Play With Energy Not Emotion
Watching athletes and stage performers play at their best, it is easy to conclude that emotion during performance is an asset. To the casual observer, top performers motivate themselves with emotion, allowing anger, frustration, and even self-contempt to light a fire and push them to new heights. If you have reached that same conclusion, you might have missed an important distinction.
Emotion clouds decision-making and redirects attention away from execution.
Even positive emotions during performance make maintaining focus extremely difficult. When emotions drive action, performers lose control. Instead of operating automatically, they begin to think consciously about what they are doing, becoming mechanical and stiff in the process.

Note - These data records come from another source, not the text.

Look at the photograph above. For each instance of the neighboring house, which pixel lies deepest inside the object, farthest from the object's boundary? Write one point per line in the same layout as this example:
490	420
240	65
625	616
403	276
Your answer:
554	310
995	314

Displaying emotion during performance undermines focus and invites pressure to take a hold of our actions.
Study top performers more closely and you will recognize the difference between emotion and energy.
The best athletes and performers play with energy. They walk, speak, move, and execute with more passion, intensity, and precision. They became animated in a manner that allows them to concentrate and create a hyperfocus on execution. Higher energy during performance raises confidence and encourages performers to control emotions, while increasing the force of their actions.
The choice to execute with more energy results in a powerful expression of self-belief. By adding momentum to every movement, top performers use energy to galvanize the conviction necessary for success.
Unlike emotions, playing with energy creates enthusiasm without distracting from focus. As Oprah Winfrey likes to say, “Passion is energy. Feel the power that comes from focusing on what excites you.” Learn to play with energy, not emotion.